Does this get anywhere near your requirements?

The behaviour falls somewhere between ExecutionAndPublication and PublicationOnly.

While the initializer is in-flight all calls to Value will be handed the same task (which is cached temporarily but could subsequently succeed or fail); if the initializer succeeds then that completed task is cached permanently; if the initializer fails then the next call to Value will create a completely new initialization task and the process begins again!

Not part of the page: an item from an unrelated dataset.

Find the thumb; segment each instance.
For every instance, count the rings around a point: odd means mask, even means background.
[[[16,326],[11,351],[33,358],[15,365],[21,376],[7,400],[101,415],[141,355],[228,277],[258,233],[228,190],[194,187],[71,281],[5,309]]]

public sealed class TooLazy<T>
{
    private readonly object _lock = new object();
    private readonly Func<Task<T>> _factory;
    private Task<T> _cached;

    public TooLazy(Func<Task<T>> factory)
    {
        if (factory == null) throw new ArgumentNullException("factory");
        _factory = factory;
    }

    public Task<T> Value
    {
        get
        {
            lock (_lock)
            {
                if ((_cached == null) ||
                    (_cached.IsCompleted && (_cached.Status != TaskStatus.RanToCompletion)))
                {
                    _cached = Task.Run(_factory);
                }
                return _cached;
            }
        }
    }
}

Answer 3

For now, I am using this:

public class CachedAsync<T>
{
    readonly Func<Task<T>> _taskFactory;
    T _value;

    public CachedAsync(Func<Task<T>> taskFactory)
    {
        _taskFactory = taskFactory;
    }

    public TaskAwaiter<T> GetAwaiter() { return Fetch().GetAwaiter(); }

    async Task<T> Fetch()
    {
        if (_value == null)
            _value = await _taskFactory();
        return _value;
    }
}

While it works in my scenario (I don't have multiple triggering threads etc.), it's hardly elegant and doesn't provide thread-safe coordination of either

• a single attempt in progress a la LazyThreadSafetyMode.ExecutionAndPublication OR
• a stable result after >= 1 success a la LazyThreadSafetyMode.PublicationOnly

Answer 4

Version as I am using based on @LukeH's answer:

// http://stackoverflow.com/a/33872589/11635
public class LazyTask
{
    public static LazyTask<T> Create<T>(Func<Task<T>> factory)
    {
        return new LazyTask<T>(factory);
    }
}

/// <summary>
/// Implements a caching/provisioning model we can term LazyThreadSafetyMode.ExecutionAndPublicationWithoutFailureCaching
/// - Ensures only a single provisioning attempt in progress
/// - a successful result gets locked in
/// - a failed result triggers replacement by the first caller through the gate to observe the failed state
///</summary>
/// <remarks>
/// Inspired by Stephen Toub http://blogs.msdn.com/b/pfxteam/archive/2011/01/15/asynclazy-lt-t-gt.aspx
/// Implemented with sensible semantics by @LukeH via SO http://stackoverflow.com/a/33942013/11635
/// </remarks>
public class LazyTask<T>
{
    readonly object _lock = new object();
    readonly Func<Task<T>> _factory;
    Task<T> _cached;

    public LazyTask(Func<Task<T>> factory)
    {
        if (factory == null) throw new ArgumentNullException("factory");
        _factory = factory;
    }

    /// <summary>
    /// Allow await keyword to be applied directly as if it was a Task<T>. See Value for semantics.
    /// </summary>
    public TaskAwaiter<T> GetAwaiter()
    {
        return Value.GetAwaiter();
    }

    /// <summary>
    /// Trigger a load attempt. If there is an attempt in progress, take that. If preceding attempt failed, trigger a retry.
    /// </summary>
    public Task<T> Value
    {
        get
        {
            lock (_lock) 
                if (_cached == null || BuildHasCompletedButNotSucceeded())
                    _cached = _factory();
            return _cached;
        }
    }

    bool BuildHasCompletedButNotSucceeded()
    {
        return _cached.IsCompleted && _cached.Status != TaskStatus.RanToCompletion;
    }
}